What were the exact opening words of the service?
"Blessed be God: Father, Son and Holy Spirit."

What books did the congregation use during the service?
Everything was printed in the very nice service sheet. No books were in sight.

What musical instruments were played?
Piano. The pianist's name was not given, although I assume that the cathedral has kept its regular music staff on despite the fire.

Did anything distract you?
As will be apparent from the photographs, there are many visual distractions on many different layers. The sheer volume of space comprising the nave is awesome. The stained glass is breathtakingly magnificent. Several outstanding tapestries that escaped fire and smoke are hung about, along with a series of quite nice modern paintings. The list goes on and on. I should say that these are pleasant distractions. There were no human distractions – for example, I didn't see any really small children at this service. Everyone present was perfectly attuned to this occasion of worship.
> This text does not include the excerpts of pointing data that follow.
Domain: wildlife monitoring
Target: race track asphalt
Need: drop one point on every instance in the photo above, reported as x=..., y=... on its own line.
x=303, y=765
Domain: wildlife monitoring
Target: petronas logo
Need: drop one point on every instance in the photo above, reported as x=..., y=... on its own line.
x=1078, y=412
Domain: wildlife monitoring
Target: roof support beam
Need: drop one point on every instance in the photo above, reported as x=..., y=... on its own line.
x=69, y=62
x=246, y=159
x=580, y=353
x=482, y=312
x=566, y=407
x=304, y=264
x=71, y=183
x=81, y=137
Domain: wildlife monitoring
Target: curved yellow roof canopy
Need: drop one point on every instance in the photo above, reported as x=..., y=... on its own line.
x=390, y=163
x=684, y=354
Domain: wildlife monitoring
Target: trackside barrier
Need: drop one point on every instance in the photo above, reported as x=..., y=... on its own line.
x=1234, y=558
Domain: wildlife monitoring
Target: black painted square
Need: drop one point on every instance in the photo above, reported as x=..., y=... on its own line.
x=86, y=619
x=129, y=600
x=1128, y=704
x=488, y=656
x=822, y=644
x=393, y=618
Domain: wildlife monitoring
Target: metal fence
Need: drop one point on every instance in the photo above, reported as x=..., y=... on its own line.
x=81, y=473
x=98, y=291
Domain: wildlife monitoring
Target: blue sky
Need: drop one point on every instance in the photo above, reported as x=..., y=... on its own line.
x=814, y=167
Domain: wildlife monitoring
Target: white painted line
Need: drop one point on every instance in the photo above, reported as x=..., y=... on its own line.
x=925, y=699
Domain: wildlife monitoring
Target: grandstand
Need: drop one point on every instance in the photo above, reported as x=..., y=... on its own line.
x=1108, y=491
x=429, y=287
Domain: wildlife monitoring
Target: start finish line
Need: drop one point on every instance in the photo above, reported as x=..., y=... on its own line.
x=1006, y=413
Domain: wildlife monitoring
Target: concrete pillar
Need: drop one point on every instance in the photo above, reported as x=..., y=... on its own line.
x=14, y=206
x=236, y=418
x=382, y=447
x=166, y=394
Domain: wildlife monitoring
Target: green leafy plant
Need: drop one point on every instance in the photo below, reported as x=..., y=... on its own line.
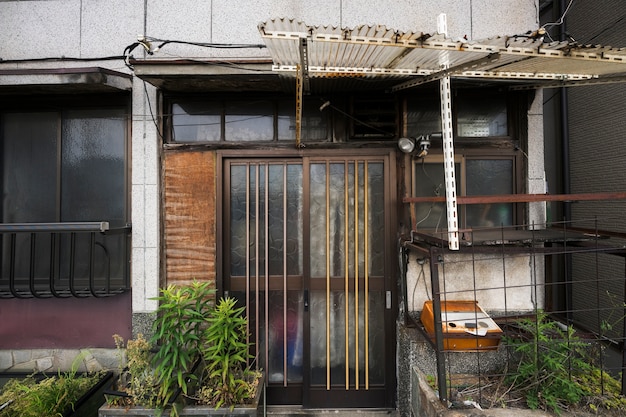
x=229, y=380
x=51, y=396
x=555, y=368
x=136, y=376
x=181, y=317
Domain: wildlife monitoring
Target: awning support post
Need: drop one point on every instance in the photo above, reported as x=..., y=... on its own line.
x=448, y=146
Was the worship stiff-upper-lip, happy clappy, or what?
This was an example of an intimate liturgy with suitably scaled music and ceremony. Mother Welch in particular projected a very welcoming and Christ-centered joy.

Cathedral of St John the Divine, New York City

Exactly how long was the sermon?
13 minutes.

On a scale of 1-10, how good was the preacher?
8 – Canon Miller had prepared his sermon well, and I found it fresh and stimulating.

In a nutshell, what was the sermon about?
Canon Miller tied the reading from Matthew where Jesus asks Peter, "Who do you say that I am?" to our efforts to conform, good and bad. He used the example of a Bertolucci film that I was not familiar with. We were encouraged to conform to the image of Christ in a positive way, as the image of believers. "The common good" is both a Christian as well as civic concept.

Which part of the service was like being in heaven?
Sharing in the sacraments and good teaching are what worship is really about.

And which part was like being in... er... the other place?
It is hard to escape the feeling that St John the Divine as a cathedral building is a hopeless cause. It had been about 18 years since my last visit, and in spite of the progress on the south tower (all made at least a decade ago) the cathedral still looks obviously unfinished and is even beginning to show signs of neglect. It stands as a sad, poor relation to other edifices of similar scale, such as the Washington National Cathedral.

What happened when you hung around after the service looking lost?
Mother Welch greeted everyone, and people either mingled in the groups they came with or moved along. Others were coming to the later service held in another "campsite" further up the nave, and the tourist activity was beginning to pick up.

How would you describe the after-service coffee?
I didn't see any. It would have been a nice gesture of fellowship. I also looked for any remnant of the gift shop, which is where the north transept fire had started, but found none. I wondered why a temporary gift shop had not been set up – the old gift shop was an important source of revenue. Recordings of the cathedral's fine choir and organ, t-shirts, posters, books, whatever, could help engage the visitor and dispel the impression that nothing is happening.

How would you feel about making this church your regular (where 10 = ecstatic, 0 = terminal)?
4 – Wow. I guess maybe if I lived here, but it would be a challenge, with the many other fine houses of Anglican worship in New York.

Did the service make you feel glad to be a Christian?
Oh yes. Things that have an appearance of hopelessness are great opportunities for faith. I'm not just saying that, but needing to have faith, rather than just coasting on a church that is a well-oiled machine, can be a really positive experience.

What one thing will you remember about all this in seven days' time?
I will remember the depressing condition of the building on the one hand, and the warmth and welcome shown by the clergy on the other hand. A 25 year-old guide book I have to the cathedral points out that for the price of one of our military's super bombers this cathedral could be completed. I'm guessing that was never more true or to the point.